The Sweet Spot of Senior Year

I have a theory. For all you avid book-readers out there, you might get what I’m saying. For those of you who aren’t literary-inclined, just bear with me. My favorite English nerd supports this theory, so I think it’s pretty legit. Here it goes.

Think back to the best book you’ve ever read. When you first pick it up, you move slowly through the first couple pages, noticing all the tiny details, focusing on all the individual words. The left of the book feels light with foreshadowing, while the right side weighs heavy with potential. It’s drawing you in, a little bit at a time.

If it’s a good book (it has to be for the sake of my theory), you begin to flip through the pages faster. The left side starts to feel even with the right side, as the beginning transitions to the middle of the story. You’re engaged. Entertained. Enthralled.

Now the Sweet Spot of a book comes right after the middle. You’re a little more than half way through, but not close enough to the end yet. You’re not paying attention to every single word, or every single detail. Instead you don’t even feel like you’re even reading. You’re absorbing the story, devouring the book. It doesn’t matter that you’re missing the tiny nuances that the author meticulously placed in. You’re experiencing the story in a completely different way, in a way that goes deeper than the words. You’re immersed in the story and you keep reading and reading, you can’t stop and you don’t want to, and you don’t even notice the number of pages dwindling by the minute, and

Then it’s over. The end of the book. Of course you knew it was coming, but you didn’t want it to come that quickly.

Now take this theory and apply it to life. Say, senior year. I’m in my Sweet Spot of college. Currently, I’m on campus, planning for our New Student Orientation Program. I’m on the Steering Committee and part of my responsibilities is to plan the 4-day program for the new incoming freshmen as well as the training for staff (who comes in a week! ah!). I’ve been looking forward to this time of year since January, but also dreading it’s arrival.

Now that doesn’t make sense, right? I knew that this month of August would be the start of the Sweet Spot. I knew I would be immersed in planning, laughing, bonding, growing, leading and I would start to forget the details and just be overcome by the experience and the unique feeling that I get from this group of people and program. And I knew I would love it. And I knew it would go so fast.

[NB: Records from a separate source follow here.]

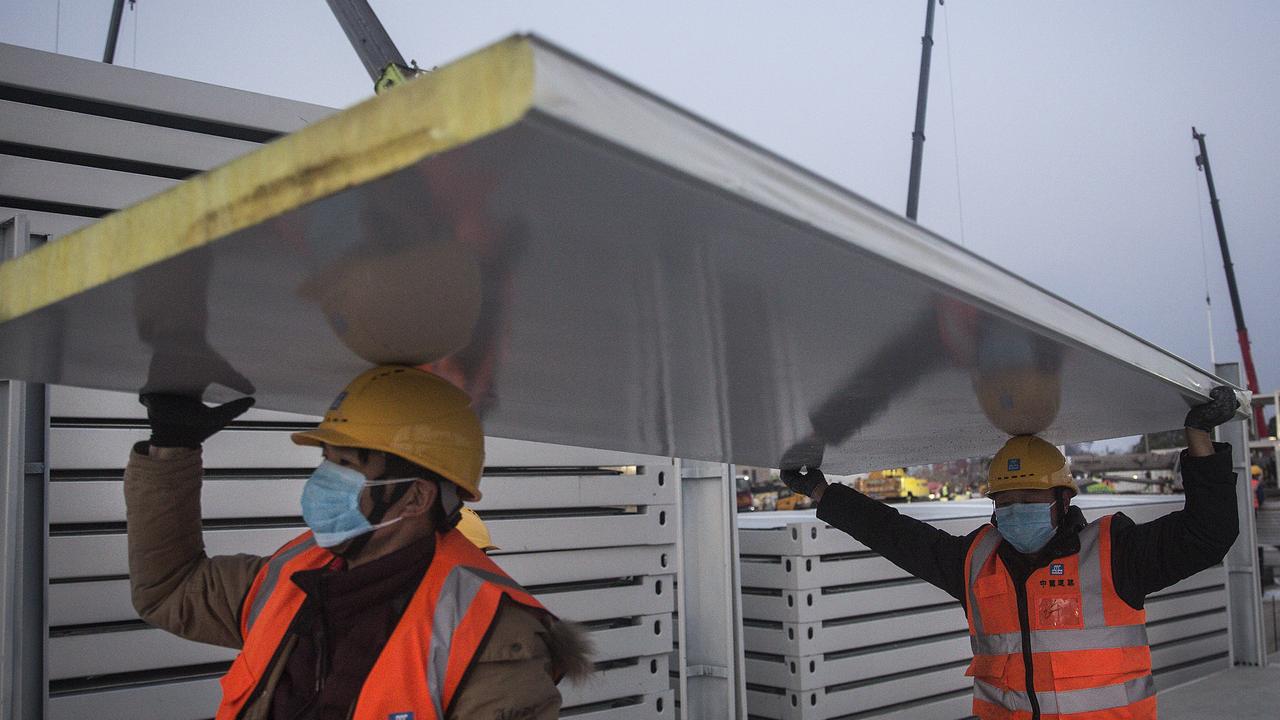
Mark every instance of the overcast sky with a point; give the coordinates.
(1059, 133)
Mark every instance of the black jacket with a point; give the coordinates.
(1144, 557)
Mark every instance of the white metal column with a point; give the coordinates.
(23, 527)
(713, 680)
(1244, 600)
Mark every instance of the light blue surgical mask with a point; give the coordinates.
(1027, 525)
(330, 504)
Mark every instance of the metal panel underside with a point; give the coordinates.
(607, 272)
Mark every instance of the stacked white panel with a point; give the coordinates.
(590, 533)
(835, 630)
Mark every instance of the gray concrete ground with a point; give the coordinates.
(1239, 693)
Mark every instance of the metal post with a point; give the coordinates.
(23, 528)
(922, 100)
(711, 596)
(366, 35)
(113, 31)
(1242, 333)
(1244, 601)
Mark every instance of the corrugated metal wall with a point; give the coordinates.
(590, 533)
(835, 630)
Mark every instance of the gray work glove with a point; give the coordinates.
(1208, 415)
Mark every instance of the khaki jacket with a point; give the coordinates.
(179, 588)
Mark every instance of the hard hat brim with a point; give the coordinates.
(324, 436)
(319, 437)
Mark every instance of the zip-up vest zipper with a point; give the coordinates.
(1025, 627)
(266, 671)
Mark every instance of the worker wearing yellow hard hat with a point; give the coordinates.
(1042, 573)
(338, 621)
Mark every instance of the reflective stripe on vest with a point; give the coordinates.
(1063, 702)
(273, 575)
(460, 588)
(425, 660)
(984, 546)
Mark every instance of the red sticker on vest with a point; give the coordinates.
(1059, 613)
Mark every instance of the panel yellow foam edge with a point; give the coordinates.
(462, 101)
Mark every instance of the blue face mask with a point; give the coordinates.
(330, 504)
(1027, 525)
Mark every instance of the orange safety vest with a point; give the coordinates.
(1089, 657)
(419, 671)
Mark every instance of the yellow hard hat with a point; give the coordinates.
(472, 527)
(1028, 463)
(412, 414)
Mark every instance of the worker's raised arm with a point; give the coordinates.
(922, 550)
(1155, 555)
(173, 583)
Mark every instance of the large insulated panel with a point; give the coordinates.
(597, 267)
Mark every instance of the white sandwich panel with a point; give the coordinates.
(44, 74)
(617, 274)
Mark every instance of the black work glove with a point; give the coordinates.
(807, 454)
(1208, 415)
(805, 482)
(181, 420)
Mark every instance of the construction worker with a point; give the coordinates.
(383, 609)
(1055, 604)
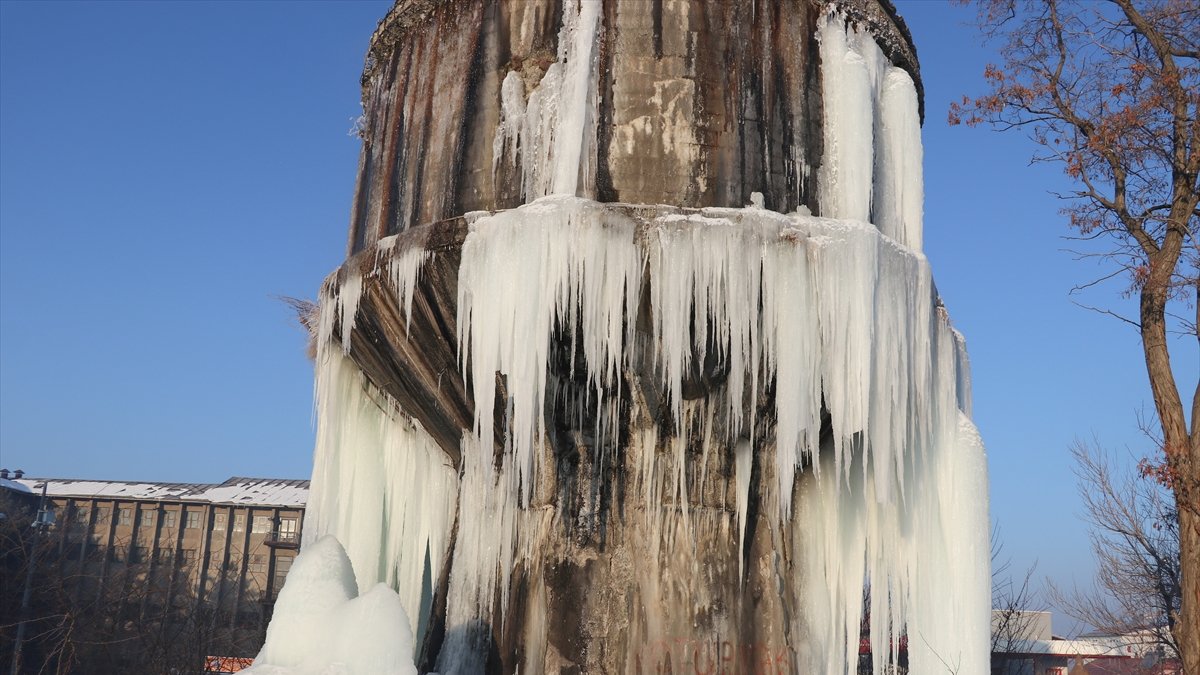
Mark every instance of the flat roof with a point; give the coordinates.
(237, 490)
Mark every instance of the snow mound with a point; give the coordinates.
(322, 626)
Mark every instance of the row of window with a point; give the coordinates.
(262, 524)
(256, 563)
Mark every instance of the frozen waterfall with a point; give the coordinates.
(744, 378)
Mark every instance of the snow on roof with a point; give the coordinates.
(15, 485)
(256, 491)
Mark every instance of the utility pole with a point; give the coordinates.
(41, 523)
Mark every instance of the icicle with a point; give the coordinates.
(555, 130)
(744, 458)
(558, 262)
(348, 306)
(899, 191)
(379, 483)
(402, 272)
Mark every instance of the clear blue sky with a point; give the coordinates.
(168, 168)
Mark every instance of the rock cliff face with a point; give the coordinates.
(696, 103)
(597, 333)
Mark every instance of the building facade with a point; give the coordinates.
(213, 555)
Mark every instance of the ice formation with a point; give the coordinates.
(322, 626)
(837, 315)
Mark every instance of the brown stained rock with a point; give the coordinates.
(700, 103)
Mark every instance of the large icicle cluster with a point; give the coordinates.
(838, 317)
(552, 130)
(823, 310)
(379, 483)
(869, 177)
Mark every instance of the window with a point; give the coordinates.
(287, 530)
(262, 524)
(282, 565)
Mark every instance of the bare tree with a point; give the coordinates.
(1135, 541)
(1110, 91)
(1015, 604)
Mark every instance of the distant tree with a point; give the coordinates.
(1135, 541)
(1014, 604)
(1110, 91)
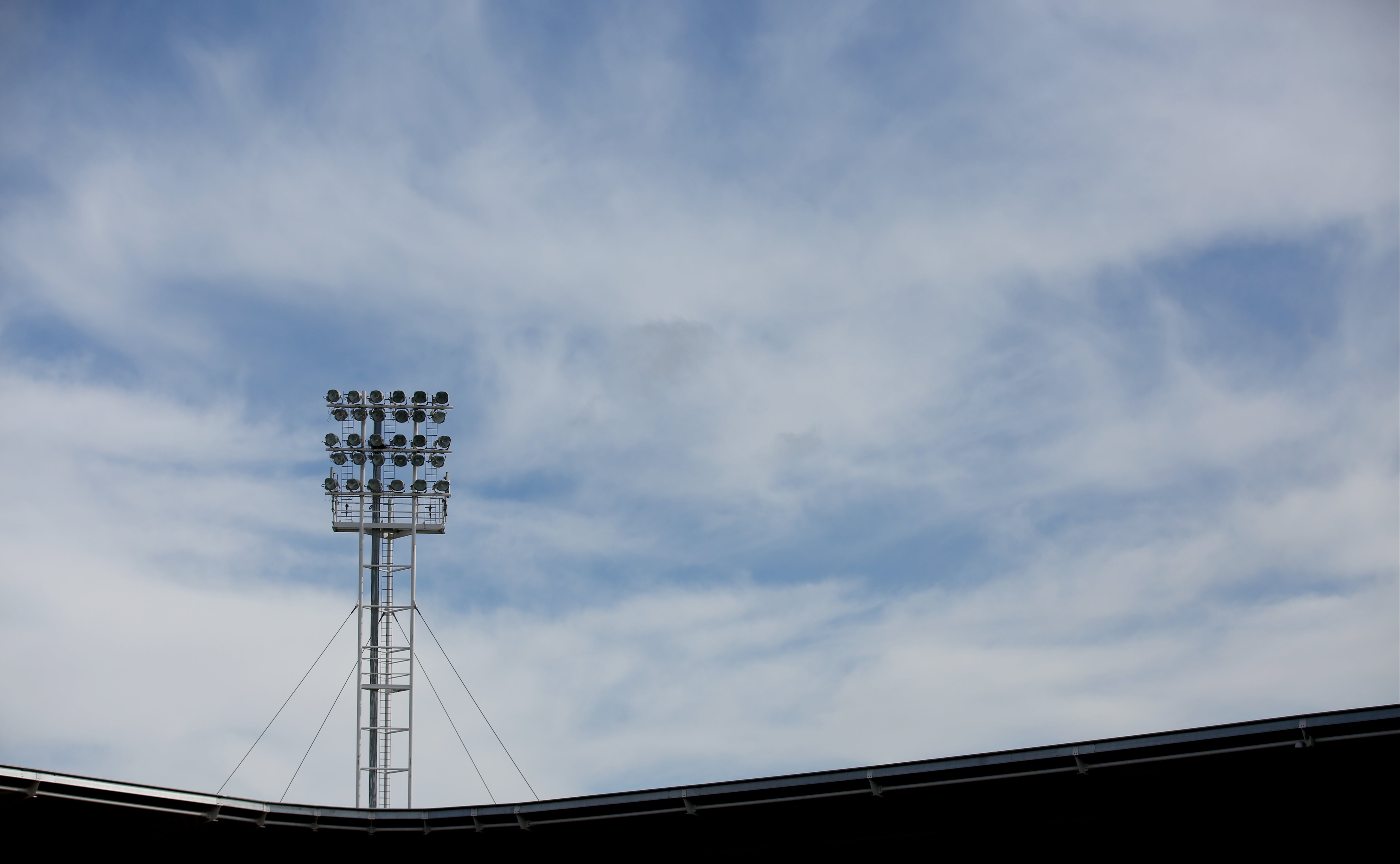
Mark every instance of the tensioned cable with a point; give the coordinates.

I didn’t want it to start because I didn’t want it to end. Read that again. I didn’t want it to start because I didn’t want it to end. How ridiculous is that? (My favorite English nerd told me so as well). And now that I’m here, exactly in the middle of Steering Training, I was right. It’s FLYING by but I’m loving it. I’m so happy. It’s the perfect Sweet Spot. I never want it to end.



I wrote that part of the post a couple days ago and didn’t know how to finish it. Right after I ended that last sentence, the rest of the Steering Committee and I went to have dinner with the President of Villanova, Father Peter. (You read it right. We had dinner with the President. He cooked us dinner and we drank wine and laughed. Check that off my bucket list.) During that dinner, I found myself having a true moment of awe. I was surrounded by probably the most wonderful people I’ve ever known, eating dinner with a man that every Villanovan admires. I felt full of joy. I kept thinking “yea, this is it. I made it.”

One of the advisers for Orientation is fond of the phrase “Enjoy it.” Simple, two words, but has refocused me during this Sweet Spot. Instead of calculating how many days are left, or evaluating how I’m changing or what I’m learning, I find myself just enjoying it. Letting the all the emotions of this experience wash over me so I can just soak it in. Of course Orientationland will come to an end, just like all Sweet Spots do, but hopefully if I just sit back and take in the moments, I won’t feel so empty after it ends. That’s the difference between books and life. Books have a last page, while life keeps getting written.